Assessment of Model Performance

We used several criteria to compare the overall diagnostic values of alternative models.

Goodness-of-fit

How effectively a model describes the outcome variable is referred to as its goodness-of-fit. We used following measures of goodness-of-fit. Deviance (D statistic) compares the fit of the saturated model to the fitted model. This will be a small value if the model is good. For purposes of assessing the significance of non-linear terms, the values of D with and without the non-linear terms were compared by computing deviance difference (G statistic). Akaike information criterion (AIC) was used to account for complexity.
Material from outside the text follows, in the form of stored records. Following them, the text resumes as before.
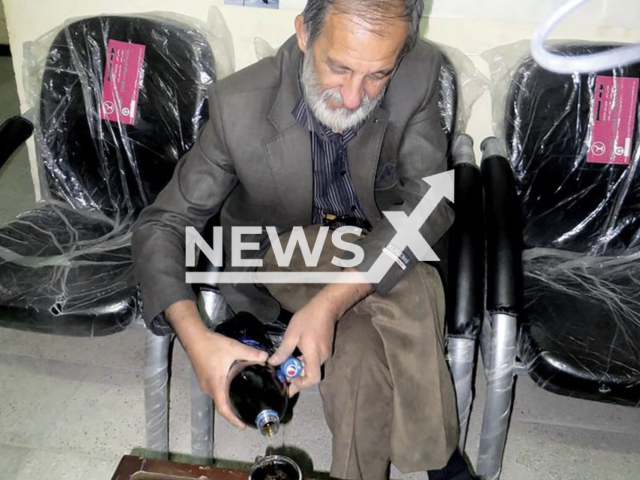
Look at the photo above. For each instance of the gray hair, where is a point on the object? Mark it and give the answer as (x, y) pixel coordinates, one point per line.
(373, 12)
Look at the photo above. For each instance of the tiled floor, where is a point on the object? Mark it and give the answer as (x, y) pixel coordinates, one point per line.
(70, 407)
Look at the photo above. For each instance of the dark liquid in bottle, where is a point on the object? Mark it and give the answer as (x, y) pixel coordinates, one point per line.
(256, 388)
(275, 471)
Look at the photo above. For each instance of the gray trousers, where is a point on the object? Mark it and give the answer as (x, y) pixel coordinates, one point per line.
(387, 392)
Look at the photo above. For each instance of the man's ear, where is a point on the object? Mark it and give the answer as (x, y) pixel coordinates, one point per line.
(301, 34)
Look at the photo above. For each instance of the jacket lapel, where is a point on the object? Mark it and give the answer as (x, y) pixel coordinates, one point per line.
(289, 152)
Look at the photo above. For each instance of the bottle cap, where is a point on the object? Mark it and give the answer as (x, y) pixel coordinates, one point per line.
(268, 423)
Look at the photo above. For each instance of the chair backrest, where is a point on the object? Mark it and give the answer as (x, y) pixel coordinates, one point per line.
(448, 98)
(113, 166)
(568, 202)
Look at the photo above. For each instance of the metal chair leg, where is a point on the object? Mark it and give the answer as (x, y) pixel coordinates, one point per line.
(156, 392)
(499, 371)
(213, 310)
(460, 355)
(201, 423)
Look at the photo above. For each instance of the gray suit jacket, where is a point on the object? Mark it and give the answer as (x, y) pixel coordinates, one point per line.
(252, 164)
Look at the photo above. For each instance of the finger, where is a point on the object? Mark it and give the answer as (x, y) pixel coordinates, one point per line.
(251, 354)
(293, 389)
(288, 345)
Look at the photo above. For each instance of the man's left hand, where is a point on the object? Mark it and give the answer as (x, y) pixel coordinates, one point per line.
(311, 330)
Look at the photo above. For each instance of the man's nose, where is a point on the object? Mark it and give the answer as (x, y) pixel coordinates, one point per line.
(352, 93)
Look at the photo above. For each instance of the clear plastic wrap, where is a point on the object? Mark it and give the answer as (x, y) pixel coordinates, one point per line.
(573, 144)
(579, 332)
(461, 85)
(117, 100)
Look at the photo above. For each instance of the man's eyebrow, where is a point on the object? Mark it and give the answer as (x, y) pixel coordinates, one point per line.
(333, 63)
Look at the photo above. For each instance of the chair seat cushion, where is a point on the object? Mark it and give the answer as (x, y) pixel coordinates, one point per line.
(580, 328)
(66, 272)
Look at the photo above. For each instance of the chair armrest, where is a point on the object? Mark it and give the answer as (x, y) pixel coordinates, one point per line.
(466, 248)
(503, 230)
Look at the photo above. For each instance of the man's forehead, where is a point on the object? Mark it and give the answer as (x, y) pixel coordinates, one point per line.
(348, 37)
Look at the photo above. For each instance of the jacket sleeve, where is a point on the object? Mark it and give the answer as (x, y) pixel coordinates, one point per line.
(422, 153)
(201, 182)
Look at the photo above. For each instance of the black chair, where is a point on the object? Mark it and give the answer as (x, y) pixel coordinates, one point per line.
(563, 247)
(65, 267)
(461, 268)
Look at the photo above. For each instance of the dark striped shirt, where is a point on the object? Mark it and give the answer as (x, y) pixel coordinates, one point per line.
(333, 191)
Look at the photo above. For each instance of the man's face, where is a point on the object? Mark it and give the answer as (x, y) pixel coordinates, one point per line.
(348, 67)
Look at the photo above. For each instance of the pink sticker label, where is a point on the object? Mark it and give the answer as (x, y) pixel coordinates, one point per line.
(122, 80)
(613, 119)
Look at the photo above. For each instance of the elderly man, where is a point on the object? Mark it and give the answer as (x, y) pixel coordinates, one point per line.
(340, 126)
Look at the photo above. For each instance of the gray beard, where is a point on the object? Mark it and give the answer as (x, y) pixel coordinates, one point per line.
(338, 119)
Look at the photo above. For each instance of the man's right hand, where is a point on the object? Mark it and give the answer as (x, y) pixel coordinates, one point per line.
(211, 355)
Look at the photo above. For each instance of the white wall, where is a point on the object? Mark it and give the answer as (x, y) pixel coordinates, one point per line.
(472, 26)
(4, 34)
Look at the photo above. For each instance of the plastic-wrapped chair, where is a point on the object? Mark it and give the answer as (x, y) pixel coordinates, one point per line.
(461, 268)
(65, 267)
(563, 243)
Difference in AIC >10 was considered significant (1).

Discrimination

Discrimination refers to the ability to distinguish high risk subjects from low risk subjects, and is commonly quantified by a measure of concordance, the c statistic. For binary outcomes, In the survival analysis, discrimination, which is quantified by the Harrell's C statistic, is equivalent to the area under a receiver operating characteristic (ROC) curve for binary dependent variables (2). The Harrell's C statistic measures the probability that a randomly selected person who developed an event, at the certain specific time has a higher risk score than a randomly selected person who did not develop an event during the same specific follow-up interval (3-6). For Harrell’s Cstatistics bias-corrected 95%CIs were estimated with Bootstrap resampling.As a general rule, if ROC = 0.5, it suggests no discriminatory power, if 0.70 ≤ROC<0.80, this is considered acceptable discriminatory power, if 0.80 ≤ROC<0.90, this is considered excellent discriminatory power, if ROC≥0.90, this is considered outstanding discriminatory power (2, 7).

Calibration

Calibration, as it is phrased in reference (6) describes how closely predicted probabilities agree numerically with actual outcomes (7-11). A test very similar to the Hosmer-Lemeshow test has been proposed by Nam and D'Agostino(6) and others (12). We calculated the Nam-D'Agostino χ2 to examine calibration for prediction models(6). As suggested by D'Agostino and Nam, calibration chi-square values greater than 20 (P < 0.01) suggest lack of adequate calibration (6).

Added predictive ability

Traditionally, risk models have been evaluated by using the Harrell’s C statistic, but this method has not enough insensitive in comparing models and is of little direct clinical relevance. New methods have recently been proposed to evaluate and compare predictive risk models. Absolute and relative integrated discriminatory improvement index (IDI) and cut-point-based and cut-point-free net reclassification improvement index (NRI) were used as measures of predictive ability added by ABSI to each traditional anthropometric measure or the Framingham’s general CVD algorithm. Reclassification improvement is defined as an increase in probability category for patients with events and as a decrease for those without event. Net reclassification improvement considers movement between categories in the wrong direction and applies different weights to events and nonevents (13).

Nonlinear associations

Instead of using arbitrary predetermined cut-points, we used restricted cubic splines functions of the ABSI to represent its continuous relationship with the CVD so that the relationships were meaningfully in accordance with substantive background knowledge. As such, we were enabled to capture possible nonlinear associations. Restricted cubic splines function enabled us to flexibly model continuous predictor (ABSI) while allowing us some control over the excessive instability and tendency of spline functions to generate artifactual and uninterpretable features of a curve. Multivariate restricted cubic splines were used with 4 knots defined at, 5th, 25th, 75th, and 95th percentiles (14).